Après les élections, l’équipe qui arrive ainsi à monopoliser l’ensemble des pouvoirs au conseil d’administration ne dispose pas d’une véritable opposition institutionnelle et sera tentée d’imposer sa loi au mépris des idées et des positions défendues par les listes battues.

La brutalité de ce système ne favorise guère ni la recherche du consensus ni le dialogue. Elle renforce le clivage entre des blocs opposés.

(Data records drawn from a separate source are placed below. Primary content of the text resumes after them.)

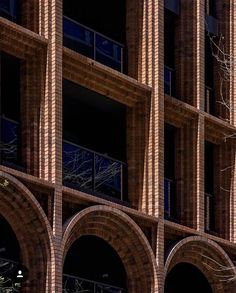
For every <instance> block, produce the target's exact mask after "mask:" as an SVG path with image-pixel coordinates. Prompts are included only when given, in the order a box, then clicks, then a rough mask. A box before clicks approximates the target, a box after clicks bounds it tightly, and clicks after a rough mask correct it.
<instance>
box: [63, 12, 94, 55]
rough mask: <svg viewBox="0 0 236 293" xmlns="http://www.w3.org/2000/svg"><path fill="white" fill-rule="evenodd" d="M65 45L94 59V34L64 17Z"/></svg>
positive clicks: (72, 21)
mask: <svg viewBox="0 0 236 293" xmlns="http://www.w3.org/2000/svg"><path fill="white" fill-rule="evenodd" d="M63 30H64V45H65V46H66V47H68V48H70V49H72V50H75V51H77V52H79V53H81V54H83V55H85V56H87V57H90V58H94V33H93V32H92V31H90V30H88V29H87V28H85V27H83V26H82V25H80V24H79V23H76V22H75V21H73V20H71V19H68V18H66V17H64V19H63Z"/></svg>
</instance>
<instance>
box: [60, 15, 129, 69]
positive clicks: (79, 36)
mask: <svg viewBox="0 0 236 293" xmlns="http://www.w3.org/2000/svg"><path fill="white" fill-rule="evenodd" d="M63 42H64V46H66V47H68V48H70V49H72V50H74V51H77V52H79V53H81V54H83V55H85V56H87V57H89V58H91V59H94V60H96V61H98V62H100V63H102V64H104V65H107V66H109V67H111V68H113V69H116V70H118V71H120V72H123V59H124V58H123V53H124V46H123V45H122V44H120V43H118V42H116V41H114V40H112V39H110V38H108V37H106V36H104V35H102V34H100V33H98V32H96V31H94V30H92V29H90V28H88V27H86V26H84V25H82V24H80V23H78V22H76V21H75V20H73V19H70V18H68V17H66V16H64V17H63Z"/></svg>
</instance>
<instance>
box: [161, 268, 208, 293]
mask: <svg viewBox="0 0 236 293" xmlns="http://www.w3.org/2000/svg"><path fill="white" fill-rule="evenodd" d="M175 292H176V293H179V292H181V293H185V292H186V293H188V292H191V293H195V292H196V293H198V292H204V293H213V290H212V288H211V286H210V284H209V282H208V280H207V278H206V277H205V276H204V274H203V273H202V272H201V271H200V270H199V269H198V268H197V267H196V266H194V265H192V264H190V263H185V262H182V263H178V264H177V265H176V266H174V267H173V268H172V270H171V271H170V272H169V273H168V275H167V277H166V281H165V293H175Z"/></svg>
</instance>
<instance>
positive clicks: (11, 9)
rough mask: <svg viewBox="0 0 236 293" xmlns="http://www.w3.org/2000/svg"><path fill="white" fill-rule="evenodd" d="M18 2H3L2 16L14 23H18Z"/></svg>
mask: <svg viewBox="0 0 236 293" xmlns="http://www.w3.org/2000/svg"><path fill="white" fill-rule="evenodd" d="M17 6H18V0H1V1H0V16H2V17H4V18H7V19H9V20H11V21H13V22H17V14H18V13H17V12H18V9H17Z"/></svg>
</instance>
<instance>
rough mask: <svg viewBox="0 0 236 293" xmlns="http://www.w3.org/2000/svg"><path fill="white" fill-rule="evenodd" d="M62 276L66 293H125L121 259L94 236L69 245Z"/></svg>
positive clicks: (113, 250) (108, 244)
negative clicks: (111, 292)
mask: <svg viewBox="0 0 236 293" xmlns="http://www.w3.org/2000/svg"><path fill="white" fill-rule="evenodd" d="M63 273H64V284H63V286H64V289H65V290H67V292H74V291H73V290H75V289H77V290H78V289H80V290H86V292H91V293H94V292H100V291H101V292H114V293H116V292H117V293H120V292H127V291H126V283H127V280H126V272H125V269H124V266H123V263H122V261H121V259H120V257H119V256H118V254H117V252H116V251H115V250H114V249H113V248H112V246H111V245H109V244H108V243H107V242H106V241H105V240H103V239H102V238H100V237H97V236H92V235H84V236H81V237H80V238H79V239H77V240H76V241H75V242H74V243H73V244H72V245H71V247H70V249H69V250H68V253H67V255H66V258H65V263H64V269H63ZM99 290H100V291H99Z"/></svg>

Il est urgent de réviser la loi en apportant trois modifications importantes. La première est de rééquilibrer les pouvoirs en renforçant les prérogatives du conseil scientifique et du conseil des études et de la vie universitaire. La deuxième est de permettre, pour l’élection des membres universitaires et chercheurs du conseil d’administration, la constitution de listes qui représentent deux grands secteurs disciplinaires au moins à l’image de ce qui est permis dans le collège des étudiants. La troisième est de supprimer la prime injuste accordée à la liste arrivée en tête pour l’élection des membres élus du conseil d’administration.

La démocratie ne peut être réduite à l’efficacité de gouvernement. Elle n’est pas seulement le gouvernement de la majorité mais aussi le respect des minorités. La démocratie universitaire sera d’autant plus efficace qu’elle sera juste et équilibrée.

Joël Andriantsimbazovina est aussi président du Cercle des constitutionnalistes.